I think most "ex blackhats" realizes that you do not bite the hand that writes your paycheck.

Jack,

I would really view it right the opposite.  If you can find an OS fresh out of the box, you are most likely going to be able to exploit it.  The reason being is it most likely has tons of patches that has yet to be applied.  This even applies to OS's that have been in production for awhile.

Corporations get caught with their pants down when lazy Admin don't keep up with patches on their servers and workstations.  New exploits are constantly being found.  That is why hackers are constantly scanning systems.  They are looking for version numbers and patch numbers so they can see if it might have a vulnerability that hasn't been patched yet.


Jack, Windows 2003 Server is still one of the easiest OS's to get a reverse shell on, even though its been out for how many years? Here is a real world example:

I did a scan on my employers servers not long after being hired in IT.  I noticed they were running service pack 1 when service pack 2 had been out for quite awhile.  So here I go, I hit Google and find all the exploits I can find for SP1.  I get the list and take it to the network administrator and say, "I can do this, this and this and take control of that server right now.  Don't you think you need to get this patched?"

That is how easy it is to exploit a OS fresh out of the box or not.

For those that might not have taken the ECSA/LPT course, in one module it is talking about who to have on your "Tiger Team", and the one I would like to discuss is, "Never hire or have an ex hacker on your team".

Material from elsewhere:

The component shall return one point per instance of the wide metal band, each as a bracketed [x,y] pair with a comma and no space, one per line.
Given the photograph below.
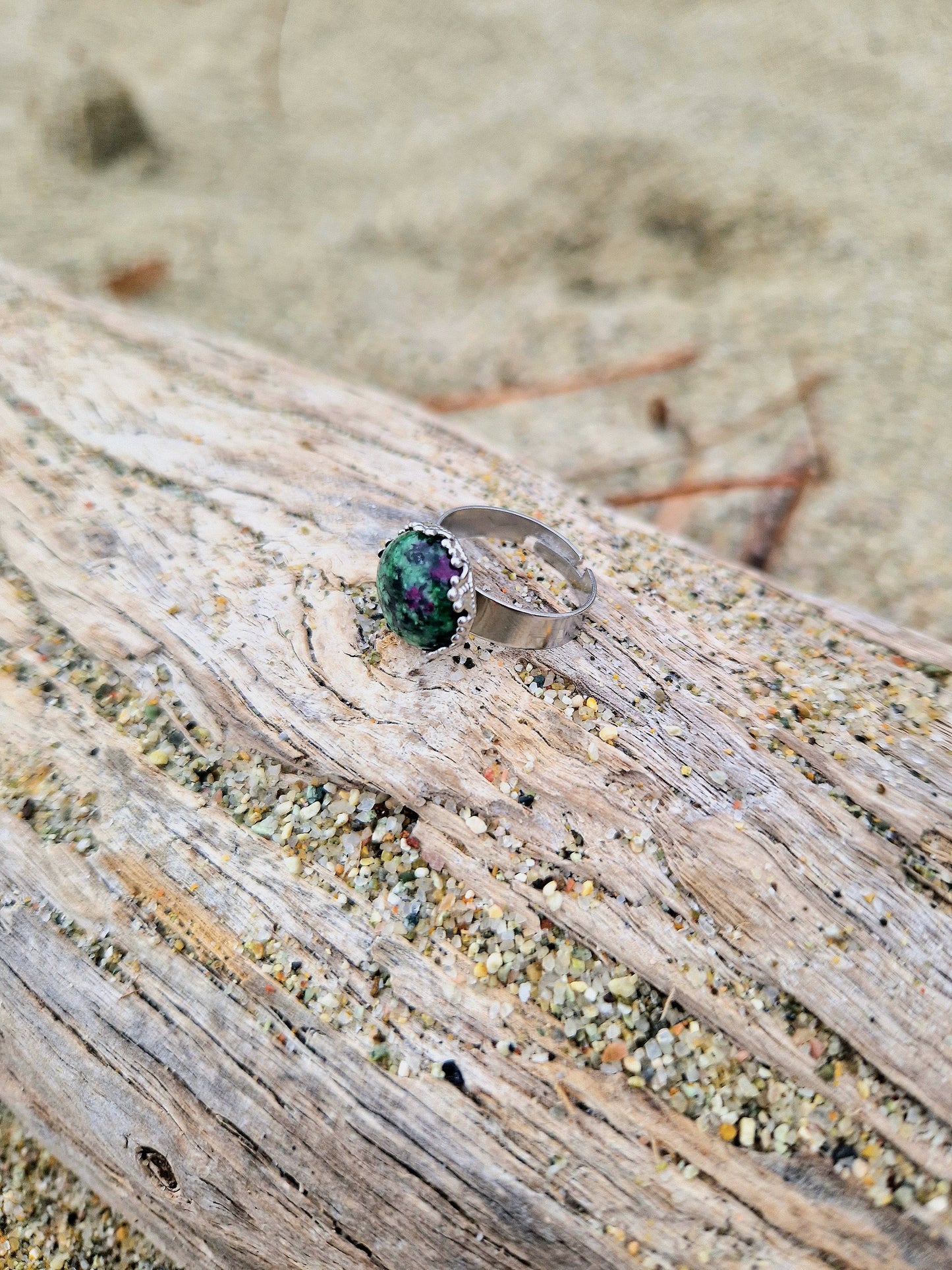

The reasoning behind that practice is due to the fact the client may not feel too comfortable having an ex hacker snooping around on his network.  They want a security firm, not hackers.

I ask a question in class, "How can a white hat hacker really be effective if he has never been a black hat?"  Just trying to think like the enemy is not enough.  Where does experience come in?  Book smarts or real world experience?  Which would you prefer?

I would like to get your opinions on this.

Just a note to all the black hats that read this forum, "If you think you are going to get certified and then be accepted by the corporate world, think again.  You better not ever breathe a word that you were ever a black hat.  The only way that will happen is if they made a movie about you."